Reactivation of latent adenovirus infection in immunosuppressed hosts can precipitate pneumonia.
Latency Period
Typical incubation period ranges from 2 to 14 days after exposure to adenovirus.
Symptom onset usually occurs within 5 to 7 days of initial infection.
Latency may be prolonged in immunocompromised patients, delaying clinical presentation.
Diagnostic Delay
Initial symptoms mimic common viral upper respiratory infections, leading to misdiagnosis as viral bronchitis.
Lack of routine adenovirus-specific testing delays identification of the causative agent.
Overlap with bacterial pneumonia symptoms often results in empiric antibiotic treatment before viral diagnosis.
Low clinical suspicion in adults contributes to delayed recognition of adenovirus pneumonia.
Clinical Presentation
Signs & Symptoms
High fever and nonproductive cough are hallmark symptoms.
Dyspnea and tachypnea reflect respiratory distress.
Pharyngitis and conjunctivitis often accompany adenovirus infection.
Chest pain may occur due to pleural involvement.
Fatigue and myalgias are common systemic symptoms.
History of Present Illness
Patients typically present with fever, nonproductive cough, and dyspnea progressing over several days.

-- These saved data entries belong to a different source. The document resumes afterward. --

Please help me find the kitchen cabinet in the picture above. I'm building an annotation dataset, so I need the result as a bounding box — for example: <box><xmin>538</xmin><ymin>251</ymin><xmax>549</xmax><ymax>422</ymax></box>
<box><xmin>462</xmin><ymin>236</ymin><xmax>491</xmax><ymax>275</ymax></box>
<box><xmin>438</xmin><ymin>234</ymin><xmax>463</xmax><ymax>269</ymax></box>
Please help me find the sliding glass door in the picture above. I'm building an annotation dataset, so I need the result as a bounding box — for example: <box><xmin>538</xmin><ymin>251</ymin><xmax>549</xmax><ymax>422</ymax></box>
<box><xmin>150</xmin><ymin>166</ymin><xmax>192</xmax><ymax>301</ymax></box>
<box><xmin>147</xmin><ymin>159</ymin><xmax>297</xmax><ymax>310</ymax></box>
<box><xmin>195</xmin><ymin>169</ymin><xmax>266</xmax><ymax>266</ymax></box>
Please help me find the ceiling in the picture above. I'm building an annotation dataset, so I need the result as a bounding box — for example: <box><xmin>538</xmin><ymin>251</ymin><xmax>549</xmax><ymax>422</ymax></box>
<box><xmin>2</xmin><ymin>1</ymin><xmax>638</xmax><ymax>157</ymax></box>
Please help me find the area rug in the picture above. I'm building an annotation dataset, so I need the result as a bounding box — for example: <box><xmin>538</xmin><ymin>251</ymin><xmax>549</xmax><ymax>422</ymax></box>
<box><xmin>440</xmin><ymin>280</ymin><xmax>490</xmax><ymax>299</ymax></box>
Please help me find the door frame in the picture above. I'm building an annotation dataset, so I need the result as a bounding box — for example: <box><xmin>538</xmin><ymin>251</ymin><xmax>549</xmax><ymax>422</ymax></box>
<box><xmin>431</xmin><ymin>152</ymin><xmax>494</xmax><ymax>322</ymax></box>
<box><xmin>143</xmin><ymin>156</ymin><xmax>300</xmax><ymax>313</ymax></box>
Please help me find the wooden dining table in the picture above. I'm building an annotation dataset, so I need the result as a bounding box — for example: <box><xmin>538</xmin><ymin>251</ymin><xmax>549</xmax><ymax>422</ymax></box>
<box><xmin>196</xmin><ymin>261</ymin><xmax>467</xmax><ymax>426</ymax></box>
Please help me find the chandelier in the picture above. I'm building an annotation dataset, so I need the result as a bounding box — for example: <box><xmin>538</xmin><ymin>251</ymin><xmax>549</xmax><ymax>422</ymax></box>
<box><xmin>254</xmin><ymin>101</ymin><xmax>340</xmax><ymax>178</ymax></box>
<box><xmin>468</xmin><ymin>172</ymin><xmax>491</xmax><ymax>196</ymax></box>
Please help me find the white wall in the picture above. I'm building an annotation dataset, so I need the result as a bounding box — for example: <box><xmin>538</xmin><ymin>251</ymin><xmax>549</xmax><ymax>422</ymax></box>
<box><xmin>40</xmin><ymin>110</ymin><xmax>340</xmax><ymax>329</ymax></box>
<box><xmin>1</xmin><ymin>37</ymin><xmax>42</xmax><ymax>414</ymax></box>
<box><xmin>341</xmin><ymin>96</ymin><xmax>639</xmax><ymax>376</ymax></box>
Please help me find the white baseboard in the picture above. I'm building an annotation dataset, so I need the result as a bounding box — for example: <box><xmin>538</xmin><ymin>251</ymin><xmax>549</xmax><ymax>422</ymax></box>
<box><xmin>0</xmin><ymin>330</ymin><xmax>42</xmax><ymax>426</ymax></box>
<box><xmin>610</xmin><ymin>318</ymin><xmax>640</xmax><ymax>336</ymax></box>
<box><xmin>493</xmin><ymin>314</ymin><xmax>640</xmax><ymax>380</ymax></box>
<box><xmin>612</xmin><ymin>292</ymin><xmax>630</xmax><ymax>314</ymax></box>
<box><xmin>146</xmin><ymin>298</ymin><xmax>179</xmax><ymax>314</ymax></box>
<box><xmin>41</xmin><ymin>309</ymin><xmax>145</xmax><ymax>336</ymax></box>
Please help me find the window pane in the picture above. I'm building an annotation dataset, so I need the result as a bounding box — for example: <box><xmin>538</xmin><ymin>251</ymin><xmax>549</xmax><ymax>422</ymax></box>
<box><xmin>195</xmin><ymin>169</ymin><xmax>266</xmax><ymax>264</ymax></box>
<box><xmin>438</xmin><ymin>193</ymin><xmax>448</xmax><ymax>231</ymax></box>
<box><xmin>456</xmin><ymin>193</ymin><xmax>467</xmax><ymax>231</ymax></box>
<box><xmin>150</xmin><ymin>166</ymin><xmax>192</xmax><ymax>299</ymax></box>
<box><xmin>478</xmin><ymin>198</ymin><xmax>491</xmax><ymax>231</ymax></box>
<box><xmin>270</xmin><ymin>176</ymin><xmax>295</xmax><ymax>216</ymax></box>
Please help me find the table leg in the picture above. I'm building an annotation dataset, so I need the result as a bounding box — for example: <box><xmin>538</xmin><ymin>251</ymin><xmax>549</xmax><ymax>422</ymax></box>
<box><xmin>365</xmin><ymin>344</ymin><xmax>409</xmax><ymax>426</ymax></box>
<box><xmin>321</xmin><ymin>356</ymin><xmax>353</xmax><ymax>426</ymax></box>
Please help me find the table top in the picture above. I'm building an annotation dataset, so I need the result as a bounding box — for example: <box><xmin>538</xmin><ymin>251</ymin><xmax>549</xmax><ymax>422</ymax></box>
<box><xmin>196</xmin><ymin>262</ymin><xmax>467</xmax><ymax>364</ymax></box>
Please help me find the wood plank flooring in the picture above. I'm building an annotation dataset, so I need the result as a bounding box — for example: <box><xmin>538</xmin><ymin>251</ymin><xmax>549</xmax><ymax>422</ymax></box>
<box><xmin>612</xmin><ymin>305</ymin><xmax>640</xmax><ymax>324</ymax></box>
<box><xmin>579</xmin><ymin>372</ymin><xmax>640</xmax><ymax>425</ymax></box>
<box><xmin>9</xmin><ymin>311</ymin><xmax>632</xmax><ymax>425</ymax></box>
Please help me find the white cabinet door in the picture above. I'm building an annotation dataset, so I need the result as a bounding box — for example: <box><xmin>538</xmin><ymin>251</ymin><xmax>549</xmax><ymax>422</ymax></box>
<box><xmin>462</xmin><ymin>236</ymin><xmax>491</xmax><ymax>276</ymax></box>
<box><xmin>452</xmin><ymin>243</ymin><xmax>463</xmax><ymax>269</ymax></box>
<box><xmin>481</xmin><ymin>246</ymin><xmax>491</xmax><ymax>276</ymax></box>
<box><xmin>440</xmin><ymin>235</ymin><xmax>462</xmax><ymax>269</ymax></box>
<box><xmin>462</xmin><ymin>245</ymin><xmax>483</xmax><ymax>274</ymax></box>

Initial symptoms often include pharyngitis, conjunctivitis, and rhinorrhea before lower respiratory involvement.
Chest pain and wheezing may develop as pneumonia worsens.
Severe cases can progress to hypoxemia and respiratory distress requiring hospitalization.
Past Medical History
History of recent upper respiratory tract infection or exposure to infected contacts is common.
Prior immunosuppressive therapy or chronic illnesses increase risk of severe adenovirus pneumonia.
Previous episodes of viral pneumonia or recurrent respiratory infections may be relevant.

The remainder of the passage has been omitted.